高論卓説

米中「第1弾」合意は期待薄 需要を生まず、景気回復感なき株高の継続へ

 米中が合意に達した通商協議「第1弾」は、市場の期待とは裏腹に、世界経済の需要増にはつながらない可能性が大きい。他方、緩和マネーを背景に世界的な株高が継続し「景気回復感なき株高」の流れがメインシナリオだ。(田巻一彦)

 合意した内容によると、中国は今後2年間にモノとサービスの輸入を2017年比で2000億ドル増額する。17年の実績が1860億ドルだったので、急カーブを描いて増加するイメージだ。

 だが、中国の経済成長率はかつての2桁の伸びから今年は6%に減速するとみられ、これだけの輸入増を吸収するのは難しい。

 また、2年間の増加額を単年度にならした場合、17年比で50%を超える増加となるだけに、競合する分野の中国企業は大きな痛手になりそうだ。例えば、自動車分野では、米国製の急増は、中国製への打撃になりかねず、合意発表直後の市場で中国の自動車メーカー株は下落した。

 一方、中国から米国への輸出に関しては、2500億ドル分に25%の関税が残る。1200億ドル分にも7.5%の関税がかかり、中国からの対米輸出が急回復することは望み薄だ。市場が期待する「第2弾合意」も、中国がかたくなに拒否する「補助金」規制が大きなテーマになる予定で、歩み寄りは難しい。

 中国共産党機関紙・人民日報傘下の環球時報は15日、関係筋の話として、第2段階の交渉は、すぐには始まらない可能性があると伝えていた。とすれば、20年の世界経済の成長率を2.5%とした世界銀行の予測のように、世界経済は低水準で横ばいとなるのではないか。

 他方、先進各国の超緩和政策の結果、世界のマーケットは過剰流動性のうねりが収束せず、少しでも利回りの高い市場を目指してマネーが流入する。

 だが、主要な世界の債券市場では、投資家の「イールドハンティング」の果てに、目ぼしい金利は「刈り取られ」てしまい、今やリターンが見込めて流動性もあるのは、株式市場だけという状況が生まれている。

 特に独り勝ちの米国経済をみて、米株式市場にマネーが流れ込み、そう遠くない時期にダウは3万ドルを突破するだろう。東京市場では、米株とのつれ高を期待する市場参加者が多いが、新しいリーディング企業が見当たらない日本経済を反映し、日本株の上昇率は米株に劣後すると予想する。日経平均は上がっても、2万5000円台で折り返すシナリオが有力だ。
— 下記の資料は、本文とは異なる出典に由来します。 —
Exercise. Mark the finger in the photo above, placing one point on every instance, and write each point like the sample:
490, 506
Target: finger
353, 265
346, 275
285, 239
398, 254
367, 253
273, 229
 円相場はドルが買われやすく、いずれ110円台に定着し、さらに円安を目指すだろう。この際の最大のリスクは、トランプ大統領の発言とみる。「円は安過ぎる」と“一喝”された途端、急速に円高方向に向かう「構造問題」を抱えていると指摘したい。逆に言えば、トランプ発言の直前まで、じりじりと円安が進むと予想する。マーケットと実体経済のギャップが、じわじわと拡大するだろう。

【プロフィル】田巻一彦

 たまき・かずひこ ロイターシニアエディター。慶大卒。毎日新聞経済部を経て、ロイター副編集長、ニュースエディターなどを歴任。東京都出身。